To simplify the complexity of creating schemas in formats such as Avro (.avsc) or JSON-schemas, a new format has been created at STRM Privacy, called Simple Schemas. It is a YAML based format1, which allows for readability and understandability by many people in your organization.

Simple Schemas

A Simple Schema is composed of only the data fields that you require. The strmMeta section in is omitted in the Simple Schema representation, as it is translated into an Avro avsc definition for you to use when serializing data. Since Avro is well-equipped for serializing and deserializing data, there was no need to create yet another serialization format.

note

Simple Schema is a representation of your schema, it is not a serialization format.

In the quickstart Simple Schema example, you'll be guided through a hands-on interaction that shows the technical details when using Simple Schemas.

A simple schema defines a list of nodes. Each node is an entity with the following attributes:

  • name
    required
    that you can use to access the entity.
  • avro_name
    optional
    conforms to the naming rules for Avro. Is derived from name unless it was explicitly set.
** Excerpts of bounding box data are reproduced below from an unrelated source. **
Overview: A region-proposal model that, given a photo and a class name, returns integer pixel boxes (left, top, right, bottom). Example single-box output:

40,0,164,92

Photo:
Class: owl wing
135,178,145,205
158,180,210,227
Only use if you need to override the Avro name; as this needs to be an Avro compatible name, this needs to be correct.
  • type
    required
    an integer, string, float or a node
  • repeated
    optional
    defines whether the field can occur more than once (i.e. is a list). Defaults to false.
  • required
    optional
    defines whether the sender must fill in this field value. Defaults to false.
  • doc
    optional
    documents the purpose of the field.
  • nodes
    optional
    holds child-nodes for nested data structure. This is only valid when the type is NODE

An example of a simple schema:

name: Clicks
nodes:
- name: SessionId
type: STRING
doc: the string value that connects events to a single sequence
required: true
repeated: false
- name: User Name
type: STRING
doc: we use a data contract to define that this is private
- name: url
type: STRING
doc: the URL of the current page
- name: mouse positions
repeated: true
type: NODE
nodes:
- name: x
type: INTEGER
- name: "y"
type: INTEGER
caution

YAML allows for many variations to indicate the boolean value true. The reason "y" is quoted in the example above, is since YAML otherwise would resolve y to true.

1 the shortcomings and challenges of YAML are well-known, though readability and simplicity was the major motivation to use YAML for Simple Schemas.